Hospital Dr. Miguel foi um marco na história da Medicina em BD

TADEU ARAÚJO TEIXEIRA – O Hospital Dr. Miguel, que agora fecha definitivamente suas portas, será para sempre um memorial da medicina bom-despachense.

Seu nome está ligado diretamente ao engenheiro, empresário e político Paulo Gontijo, a um grande bom-despachense de saudosa memória, único conterrâneo nosso que foi candidato a Presidente da República.

Ele foi o criador desse hospital. Em 1968, o jovem engenheiro e empresário, morador em Brasília, dono de uma apreciável fortuna, veio à terra natal a fim de prestar uma homenagem a seu padrinho de batismo: o já falecido Dr. Miguel Gontijo.

Paulo procurou a Prefeitura e a Câmara para providenciar os trâmites legais da construção de seu empreendimento. Um hospital: o hospital Dr. Miguel Gontijo. Homenagem ao nome de seu admirado padrinho, vulto sagrado da medicina e da política municipal.

Dr. Paulo já havia adquirido um terreno de mais de 3.000m2 de área ao lado da casa paroquial. Um imóvel dos primórdios de nossa história. Antigamente, dizem, residência do Coronel Tininho, “fundador do município”, primeiro Presidente da Câmara, em 1912. Ao ser eleito para esse cargo, acumulava as funções de prefeito, cargo que não existia na Velha República (1889 a 1930).

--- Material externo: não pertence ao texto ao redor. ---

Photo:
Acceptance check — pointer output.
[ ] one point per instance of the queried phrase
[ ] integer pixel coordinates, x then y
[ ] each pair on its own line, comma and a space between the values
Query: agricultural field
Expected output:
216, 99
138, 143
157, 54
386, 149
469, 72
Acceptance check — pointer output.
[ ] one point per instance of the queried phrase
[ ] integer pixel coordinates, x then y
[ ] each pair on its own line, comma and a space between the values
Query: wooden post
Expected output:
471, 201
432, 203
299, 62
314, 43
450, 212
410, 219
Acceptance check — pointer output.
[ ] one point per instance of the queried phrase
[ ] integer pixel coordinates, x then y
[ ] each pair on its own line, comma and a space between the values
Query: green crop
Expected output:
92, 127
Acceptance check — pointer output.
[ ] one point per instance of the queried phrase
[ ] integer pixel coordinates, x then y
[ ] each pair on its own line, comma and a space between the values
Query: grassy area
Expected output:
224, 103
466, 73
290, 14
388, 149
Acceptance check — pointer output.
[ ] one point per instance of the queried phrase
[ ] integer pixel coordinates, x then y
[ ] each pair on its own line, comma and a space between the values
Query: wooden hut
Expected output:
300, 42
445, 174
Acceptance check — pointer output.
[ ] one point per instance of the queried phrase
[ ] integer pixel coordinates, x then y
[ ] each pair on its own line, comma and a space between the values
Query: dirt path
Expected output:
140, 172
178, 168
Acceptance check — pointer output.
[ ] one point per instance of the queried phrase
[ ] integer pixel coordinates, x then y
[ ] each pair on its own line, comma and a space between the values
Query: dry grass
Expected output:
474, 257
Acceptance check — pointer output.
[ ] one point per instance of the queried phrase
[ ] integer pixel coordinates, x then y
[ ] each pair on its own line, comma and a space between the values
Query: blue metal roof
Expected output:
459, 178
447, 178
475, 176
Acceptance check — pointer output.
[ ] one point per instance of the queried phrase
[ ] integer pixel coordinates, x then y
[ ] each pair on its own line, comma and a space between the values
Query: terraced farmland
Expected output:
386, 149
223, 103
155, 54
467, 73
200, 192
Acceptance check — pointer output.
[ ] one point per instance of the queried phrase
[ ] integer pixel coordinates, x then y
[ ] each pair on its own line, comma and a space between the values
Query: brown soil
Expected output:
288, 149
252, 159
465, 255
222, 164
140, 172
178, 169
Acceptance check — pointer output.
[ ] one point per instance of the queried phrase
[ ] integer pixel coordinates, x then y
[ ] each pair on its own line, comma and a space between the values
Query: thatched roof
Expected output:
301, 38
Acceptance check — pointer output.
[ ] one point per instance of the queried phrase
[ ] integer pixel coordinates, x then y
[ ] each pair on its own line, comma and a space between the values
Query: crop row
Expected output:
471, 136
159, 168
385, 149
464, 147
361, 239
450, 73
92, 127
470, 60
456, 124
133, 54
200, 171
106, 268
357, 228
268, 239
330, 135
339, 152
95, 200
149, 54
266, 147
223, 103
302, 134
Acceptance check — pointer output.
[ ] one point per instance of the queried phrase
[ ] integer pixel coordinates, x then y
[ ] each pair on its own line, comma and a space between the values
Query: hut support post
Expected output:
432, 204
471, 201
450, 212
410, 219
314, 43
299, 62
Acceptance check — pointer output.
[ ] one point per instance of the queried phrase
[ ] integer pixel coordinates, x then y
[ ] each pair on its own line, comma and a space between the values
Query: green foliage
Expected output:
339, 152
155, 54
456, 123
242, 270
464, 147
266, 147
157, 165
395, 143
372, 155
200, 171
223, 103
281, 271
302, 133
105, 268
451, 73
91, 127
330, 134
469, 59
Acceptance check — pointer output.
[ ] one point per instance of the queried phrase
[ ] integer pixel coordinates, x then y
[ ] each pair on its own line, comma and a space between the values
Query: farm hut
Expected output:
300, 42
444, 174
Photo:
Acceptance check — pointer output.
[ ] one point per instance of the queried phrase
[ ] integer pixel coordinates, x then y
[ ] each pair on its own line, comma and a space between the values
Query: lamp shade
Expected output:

Mais tarde o terreno foi vendido ao futuro prefeito Faustino Teixeira (1926 a 1930). Ele era sobrinho de Coronel Tininho. Nos anos trinta ele mudou-se para Juiz de Fora. Então Faustino Teixeira Filho, filho do prefeito Faustino Teixeira, tornou-se proprietário do local. Do lote e de uma farmácia (do tempo em que Pharmácia se escrevia com PH).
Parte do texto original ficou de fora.